La cité des djinns – Une année à Dehli

  Auteur : William DALRYMPLE

  Edition : Noir sur Blanc

  Genre : littérature de voyage

  Langue : français

  Etat : bon état

  4e de couv’ : Lors d’un premier séjour en Inde, William Dalrymple découvre Delhi. Cette  métropole le fascine. Il prend conscience que ce lieu recèle un cortège de richesses, d’horreurs et  de mystères. Cinq ans plus tard, fraîchement marié, il y revient. Bientôt, il identifie le sujet d’un  livre : le portrait d’une ville disloquée dans le temps, dont les étroites venelles et les larges artères  englobent un véritable cimetière de dynasties. On a même pu y évoquer sept villes mortes. Il  s’aperçoit que Delhi semble voué à sans cesse renaître de ses cendres, à connaître de nouvelles  incarnations, de siècle en siècle. Les djinns, autrement dit les esprits, hantent chaque maison, chaque coin de rue ; ils aiment tant cet endroit qu’ils ne peuvent supporter de le voir vide et déserté. Ces ruines omniprésentes et peuplées attirent l’auteur, tout comme les habitants extrêmement typés, tels les vieux majors à la moustache de phoque et à l’anglais d’opérette, pour lesquels le temps semble s’être arrêté en 1946, au moment de l’Indépendance.
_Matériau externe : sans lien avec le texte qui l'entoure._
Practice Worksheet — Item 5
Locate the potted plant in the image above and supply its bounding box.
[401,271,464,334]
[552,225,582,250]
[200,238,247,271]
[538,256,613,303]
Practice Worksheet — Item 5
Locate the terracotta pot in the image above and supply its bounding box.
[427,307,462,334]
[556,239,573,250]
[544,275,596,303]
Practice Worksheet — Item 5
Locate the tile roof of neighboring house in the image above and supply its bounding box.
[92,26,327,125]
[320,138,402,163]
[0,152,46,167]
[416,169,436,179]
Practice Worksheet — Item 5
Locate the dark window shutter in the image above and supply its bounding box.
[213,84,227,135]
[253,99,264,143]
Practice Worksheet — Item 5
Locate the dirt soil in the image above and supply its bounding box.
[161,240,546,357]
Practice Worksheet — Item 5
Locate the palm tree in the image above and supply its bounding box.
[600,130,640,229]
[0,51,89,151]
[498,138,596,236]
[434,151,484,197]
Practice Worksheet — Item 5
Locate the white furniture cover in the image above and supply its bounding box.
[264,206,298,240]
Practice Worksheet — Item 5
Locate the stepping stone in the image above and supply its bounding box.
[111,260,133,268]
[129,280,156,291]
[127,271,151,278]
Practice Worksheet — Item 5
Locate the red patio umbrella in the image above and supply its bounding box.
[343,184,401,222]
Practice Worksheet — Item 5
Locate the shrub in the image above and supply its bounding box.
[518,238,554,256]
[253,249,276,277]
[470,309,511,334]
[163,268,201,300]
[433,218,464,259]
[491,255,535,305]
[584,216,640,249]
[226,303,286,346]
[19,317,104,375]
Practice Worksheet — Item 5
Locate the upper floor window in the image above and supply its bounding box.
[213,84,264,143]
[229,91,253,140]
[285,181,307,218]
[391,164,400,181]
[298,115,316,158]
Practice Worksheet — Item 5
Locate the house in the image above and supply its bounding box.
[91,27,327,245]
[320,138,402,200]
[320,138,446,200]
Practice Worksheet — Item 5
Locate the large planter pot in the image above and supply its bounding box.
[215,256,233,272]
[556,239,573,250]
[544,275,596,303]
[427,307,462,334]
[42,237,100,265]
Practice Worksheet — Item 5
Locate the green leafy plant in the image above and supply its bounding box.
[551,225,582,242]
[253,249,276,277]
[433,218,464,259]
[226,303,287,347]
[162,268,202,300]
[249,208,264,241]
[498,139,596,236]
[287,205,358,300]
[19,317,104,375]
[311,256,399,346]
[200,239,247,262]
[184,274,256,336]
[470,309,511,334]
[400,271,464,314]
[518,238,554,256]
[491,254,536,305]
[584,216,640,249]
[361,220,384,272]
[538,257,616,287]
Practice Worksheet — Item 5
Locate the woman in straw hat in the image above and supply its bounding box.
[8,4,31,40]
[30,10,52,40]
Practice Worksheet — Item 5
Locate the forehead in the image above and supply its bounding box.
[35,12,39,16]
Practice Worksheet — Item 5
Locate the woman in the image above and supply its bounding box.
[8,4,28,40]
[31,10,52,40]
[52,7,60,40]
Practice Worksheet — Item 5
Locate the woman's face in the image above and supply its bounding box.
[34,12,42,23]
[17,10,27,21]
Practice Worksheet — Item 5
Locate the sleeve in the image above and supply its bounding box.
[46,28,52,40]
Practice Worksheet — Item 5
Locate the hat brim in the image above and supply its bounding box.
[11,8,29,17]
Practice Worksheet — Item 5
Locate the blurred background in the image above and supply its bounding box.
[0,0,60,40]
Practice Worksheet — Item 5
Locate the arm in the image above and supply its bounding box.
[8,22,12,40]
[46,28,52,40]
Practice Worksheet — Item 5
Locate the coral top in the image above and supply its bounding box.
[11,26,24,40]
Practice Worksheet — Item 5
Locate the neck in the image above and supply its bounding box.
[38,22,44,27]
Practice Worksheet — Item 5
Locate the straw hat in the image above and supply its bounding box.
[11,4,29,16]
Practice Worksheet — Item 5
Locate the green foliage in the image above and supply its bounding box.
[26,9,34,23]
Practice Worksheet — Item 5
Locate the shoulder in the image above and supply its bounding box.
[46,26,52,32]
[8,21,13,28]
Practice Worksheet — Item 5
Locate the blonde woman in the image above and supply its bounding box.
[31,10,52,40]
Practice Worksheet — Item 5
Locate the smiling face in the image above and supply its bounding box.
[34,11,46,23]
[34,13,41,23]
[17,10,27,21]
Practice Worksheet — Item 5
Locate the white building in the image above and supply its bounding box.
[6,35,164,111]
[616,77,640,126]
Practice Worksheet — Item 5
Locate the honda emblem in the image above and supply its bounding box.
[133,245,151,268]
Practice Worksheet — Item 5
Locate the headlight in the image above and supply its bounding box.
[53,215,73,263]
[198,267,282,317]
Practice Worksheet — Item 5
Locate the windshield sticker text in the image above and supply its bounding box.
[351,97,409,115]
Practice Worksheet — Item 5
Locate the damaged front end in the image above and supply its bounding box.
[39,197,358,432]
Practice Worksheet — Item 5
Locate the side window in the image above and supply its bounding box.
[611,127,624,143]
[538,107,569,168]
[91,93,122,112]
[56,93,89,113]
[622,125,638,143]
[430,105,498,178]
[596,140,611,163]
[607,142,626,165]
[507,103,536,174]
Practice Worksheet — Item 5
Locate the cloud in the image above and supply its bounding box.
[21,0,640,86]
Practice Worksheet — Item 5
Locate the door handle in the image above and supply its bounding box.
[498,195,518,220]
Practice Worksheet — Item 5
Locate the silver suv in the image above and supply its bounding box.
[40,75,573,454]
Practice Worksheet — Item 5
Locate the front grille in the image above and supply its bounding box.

Le personnage de la logeuse du couple Dalrymple, réfugiée sikhe arrivée ruinée en 1947 en char à bœufs, et maintenant propriétaire d’une vaste flotille de voitures, est symptomatique de la vitalité des résidants. Avec un enthousiasme, une chaleur et un humour communicatifs, Dalrymple l’historien revient à l’époque de la colonisation britannique et des extravagantes constructions impériales anglaises. Le journaliste, le voyageur, l’homme friand de contacts humains, nous livre, lui, une formidable galerie de portraits des habitants du Delhi d’aujourd’hui, dans leur incroyable diversité.

  Avis :

  Où se trouve ce livre ? Plaine des Papayes

3 Commentaires

Classé dans Société, Voyage

3 réponses à La cité des djinns – Une année à Dehli

  1. Rama

    Je voudrais bien lire celui-ci.

  2. Rama

    … si la personne qui le prend ne l’aime pas ?

    Bon, bon, cherchons autre chose… Un Marek H. peut-être…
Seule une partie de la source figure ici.